Within recent decades, the presence of human remains in collections has increasingly been criticised, prompting museums to consider and navigate increasingly conflicting institutional obligations concerning the management and possession of such remains. To explore the considerations and processes that come into play in a present-day international negotiation of repatriation, a case concerning the repatriation of a preserved Maori head from the National Museum of Denmark is analysed. It is argued that from the perspective of both the museum and Maori claimants, such human remains can be perceived as inalienable possessions. Such possessions, kept out of ordinary social exchange, attain value as objects that define the owners’ identity in a historical sense.
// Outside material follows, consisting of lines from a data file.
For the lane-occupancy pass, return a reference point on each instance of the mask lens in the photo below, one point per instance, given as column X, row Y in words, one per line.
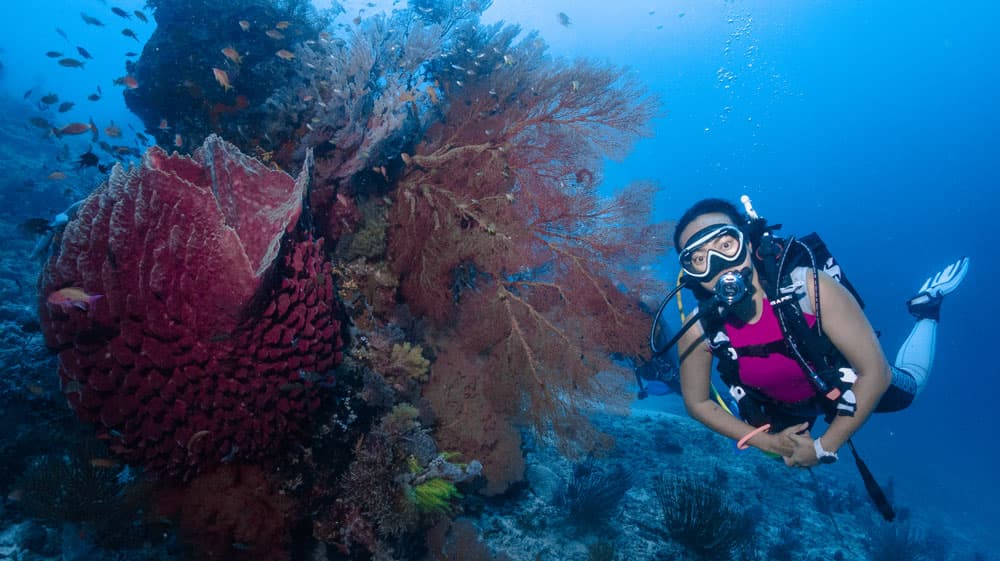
column 723, row 241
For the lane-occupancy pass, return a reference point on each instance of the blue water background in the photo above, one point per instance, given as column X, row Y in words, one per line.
column 871, row 123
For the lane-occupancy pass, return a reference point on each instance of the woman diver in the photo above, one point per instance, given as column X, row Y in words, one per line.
column 790, row 336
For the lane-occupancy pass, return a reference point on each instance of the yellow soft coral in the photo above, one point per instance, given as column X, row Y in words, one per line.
column 409, row 359
column 434, row 495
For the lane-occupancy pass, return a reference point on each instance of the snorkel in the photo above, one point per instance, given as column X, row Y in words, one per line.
column 733, row 291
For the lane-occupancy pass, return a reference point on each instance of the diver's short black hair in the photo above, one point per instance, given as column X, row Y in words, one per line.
column 708, row 206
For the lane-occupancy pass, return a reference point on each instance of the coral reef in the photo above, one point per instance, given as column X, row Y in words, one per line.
column 594, row 493
column 212, row 307
column 697, row 515
column 499, row 236
column 182, row 100
column 232, row 512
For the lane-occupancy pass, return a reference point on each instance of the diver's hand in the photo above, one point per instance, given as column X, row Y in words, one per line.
column 803, row 450
column 781, row 443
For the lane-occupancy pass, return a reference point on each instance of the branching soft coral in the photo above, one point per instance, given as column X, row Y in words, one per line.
column 498, row 227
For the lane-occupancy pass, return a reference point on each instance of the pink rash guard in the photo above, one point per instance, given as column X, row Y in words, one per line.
column 776, row 375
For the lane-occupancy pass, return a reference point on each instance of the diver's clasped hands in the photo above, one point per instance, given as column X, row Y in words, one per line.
column 797, row 441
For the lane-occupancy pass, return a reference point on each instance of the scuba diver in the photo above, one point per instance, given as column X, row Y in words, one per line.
column 790, row 337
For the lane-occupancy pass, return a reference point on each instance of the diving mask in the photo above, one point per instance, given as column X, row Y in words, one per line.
column 711, row 250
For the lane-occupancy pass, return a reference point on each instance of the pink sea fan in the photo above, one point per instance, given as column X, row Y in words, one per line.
column 218, row 312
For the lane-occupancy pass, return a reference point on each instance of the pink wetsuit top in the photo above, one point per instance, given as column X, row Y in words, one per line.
column 776, row 375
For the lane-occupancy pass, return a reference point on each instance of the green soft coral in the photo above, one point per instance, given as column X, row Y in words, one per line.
column 434, row 495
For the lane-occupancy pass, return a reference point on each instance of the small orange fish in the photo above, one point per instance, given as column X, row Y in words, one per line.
column 232, row 55
column 72, row 297
column 222, row 78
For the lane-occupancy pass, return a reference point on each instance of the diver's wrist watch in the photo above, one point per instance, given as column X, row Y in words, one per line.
column 822, row 455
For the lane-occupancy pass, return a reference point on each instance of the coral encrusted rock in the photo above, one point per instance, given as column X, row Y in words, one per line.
column 216, row 318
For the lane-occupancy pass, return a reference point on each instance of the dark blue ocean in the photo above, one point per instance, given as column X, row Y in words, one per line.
column 872, row 123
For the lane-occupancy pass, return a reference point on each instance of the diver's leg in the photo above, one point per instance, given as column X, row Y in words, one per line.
column 913, row 363
column 916, row 356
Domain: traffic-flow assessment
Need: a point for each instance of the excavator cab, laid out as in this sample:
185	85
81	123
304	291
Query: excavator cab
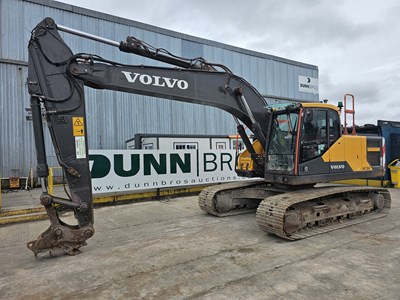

Doubly inalienable, the contested remains are thus in a paradoxical situation, further accentuated by their ambiguous ethical and classificatory status as both collection items and remains of human beings. The analysis follows the museum’s attempt to balance the two forms of inalienability, as the preserved head comes to be perceived as symbolic of relations between people, finally being repatriated upon Maori claims, demonstrating a perception of ultimate inalienability accruing to the culture of origin. In analysing this process, it is demonstrated that repatriation may be theorised as an exchange phenomenon, in which social relations and identities are negotiated.

The investigation of the international repatriation case is followed up by a discussion of the context to which such Maori human remains return as they are repatriated, namely the practices and concerns surrounding the major museum institutions of New Zealand. Within the National Museum of New Zealand - Te Papa Tongarewa, and Auckland War Memorial Museum – Te Papa Whakahiku, the repatriation of Maori human remains is now tied up with the constitution of institutional legitimacy, as the relationship with Maori tribes is increasingly conceptualised according to an ideal of reciprocity and perpetuation of Maori cultural practice. In the context of New Zealand as a postcolonial nation with bicultural aspirations, the repatriation and culturally appropriate management of collected Maori human remains has become a significant matter of recognising Maori and redressing colonial history. This also renders repatriation a controversial and politicised topic, but in spite of practical difficulties, the large museum institutions of New Zealand now make diligent research efforts towards determining the provenance of the collected Maori human remains, with a view to make final repatriation to the descendant communities possible.

In the New Zealand museum context, Maori human remains have thus recently come to be perceived as inalienable to their descendants. This prompts the question of what sort of significance such remains and their return have in a contemporary Maori tribal context. To this purpose, perspectives in Maori tribes from the region of Te Tai Tokerau (Northland) are investigated. The quest for repatriation is here placed in the context of current cultural concerns and attitudes to the treatment of the dead, as well as historical memory and ways of relating to the past. It is demonstrated that the symbolic and social significance of repatriation is motivated both by forces of cultural continuity, and by modern concerns relating to the politics of culture and history in a postcolonial context.

In conclusion, the topic of repatriation is emphasised as a field that holds a great potential for further anthropological inquiries into the constitution of social identities, values and relationships, and the dynamics of exchange in a global context. As an issue of growing symbolic significance and social relevance to the implied actors in museum institutions and tribes, as well as in wider societal debate, repatriation reveals itself as a prism that both reflects and participates in the constitution of multiple historically and culturally mediated relationships, rendering it a privileged field of investigation.